Between 1861 and 1865 America was locked in a desperate and bloody struggle over the issue of slavery. The Northern states were victorious and the confederate southerners crushed. When the dense smoke of the battlefield cleared, a new generation of African-Americans emerged. From 1866 onwards a new moral campaign would be fought on many fronts giving birth to Martin Luther King’s civil rights movement 100 years later.
In 1871 black students from Fisk University in Tennessee USA formed a choir with one single objective in mind, which was to raise badly needed funds for an educational establishment which was threatened with closure. The right of a free slave to be educated was the driving motive behind the 11-membered negro-spiritual choir who took a brave step into the unknown. The United states mainstream at this moment in time were not ready for a performance from such people unless it drew from the minstrel tradition. White audiences appreciated them on stage but their hotel accommodation and travel remained racially segregated, despite this, the performances were dignified and skilful.
In 1873 the choir took their voices to Europe, beginning in Britain, the doorway to a European campaign that would leave an impression for many years to come. The British, who abolished slavery in 1807 received the Fisks with open arms and embraced the Spirituals in cities the length and breadth of the country. Without the benefit of TV or Radio many within this era were hearing what the national newspapers had dubbed ‘a stranger enchanting sound’, for the first time.
This historic trip to England absorbed a myriad experiences such as the opportunity to sing before the great Queen Victoria, a legendary Prime Minister and thousands of people across the social spectrum. Academics of music listened and analysed a musical outpouring that penetrated their minds and souls.
Although funds were raised far in excess of what was required to save their University back home, these ex-slaves saw in Britain an environment where they were treated with the dignity and respect that eluded the black man back home.

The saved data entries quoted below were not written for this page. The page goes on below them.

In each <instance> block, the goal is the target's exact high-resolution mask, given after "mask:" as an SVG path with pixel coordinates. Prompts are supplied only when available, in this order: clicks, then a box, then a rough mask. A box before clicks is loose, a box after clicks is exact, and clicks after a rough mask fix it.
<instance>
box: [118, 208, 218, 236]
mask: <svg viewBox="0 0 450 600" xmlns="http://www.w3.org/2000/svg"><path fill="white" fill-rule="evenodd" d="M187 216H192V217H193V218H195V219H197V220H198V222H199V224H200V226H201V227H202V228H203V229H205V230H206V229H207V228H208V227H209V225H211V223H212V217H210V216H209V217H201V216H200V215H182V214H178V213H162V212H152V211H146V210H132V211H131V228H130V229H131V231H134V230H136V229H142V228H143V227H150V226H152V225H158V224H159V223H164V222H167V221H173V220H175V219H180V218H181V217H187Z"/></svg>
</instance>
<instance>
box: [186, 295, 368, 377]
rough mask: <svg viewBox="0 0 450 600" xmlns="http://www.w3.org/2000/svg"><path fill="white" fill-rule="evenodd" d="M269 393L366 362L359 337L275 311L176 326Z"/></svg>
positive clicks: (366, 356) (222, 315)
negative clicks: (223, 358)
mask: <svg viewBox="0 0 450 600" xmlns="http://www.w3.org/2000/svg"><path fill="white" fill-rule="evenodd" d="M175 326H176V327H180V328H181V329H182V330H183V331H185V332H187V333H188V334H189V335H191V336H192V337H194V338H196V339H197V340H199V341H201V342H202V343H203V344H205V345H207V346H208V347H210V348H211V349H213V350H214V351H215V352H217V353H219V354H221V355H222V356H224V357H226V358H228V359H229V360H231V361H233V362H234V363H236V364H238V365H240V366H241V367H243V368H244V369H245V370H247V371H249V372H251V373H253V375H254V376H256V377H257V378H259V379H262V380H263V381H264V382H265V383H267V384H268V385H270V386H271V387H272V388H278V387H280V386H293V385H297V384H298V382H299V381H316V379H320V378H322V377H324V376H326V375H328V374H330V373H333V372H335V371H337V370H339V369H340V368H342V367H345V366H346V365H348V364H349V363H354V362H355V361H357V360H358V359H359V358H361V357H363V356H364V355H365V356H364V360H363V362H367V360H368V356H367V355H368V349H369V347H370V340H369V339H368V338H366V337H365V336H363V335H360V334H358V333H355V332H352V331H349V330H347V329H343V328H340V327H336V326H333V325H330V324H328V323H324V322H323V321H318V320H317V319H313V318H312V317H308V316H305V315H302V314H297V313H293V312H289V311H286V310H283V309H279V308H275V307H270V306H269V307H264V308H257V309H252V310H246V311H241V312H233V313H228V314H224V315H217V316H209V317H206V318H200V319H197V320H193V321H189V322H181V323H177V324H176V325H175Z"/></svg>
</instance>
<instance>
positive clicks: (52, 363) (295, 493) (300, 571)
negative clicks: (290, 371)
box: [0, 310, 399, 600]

After the tour, which later took in an equally successful adventure on the European continent, some members of the troupe, one being Tenor singer and negro-spiritual tutor Thomas Rutling refused to return to America and eventually settled down in North Yorkshire.
In a bizarre twist to the Fisk Jubilee Story, one of the songs that they introduced to our shores, ‘Swing Low Sweet Chariot’ went on to become the regular battle cry for rugby union fans in stadiums across the country. The song also became rooted in UK Chart and BBC TV sport history when reggae band UB40 performed it as a theme to the televised 2003 Australian world cup tournament.
England went on to win the competition and a plantation song that was introduced to the British public over 100 years earlier became the inspiration for a great victory.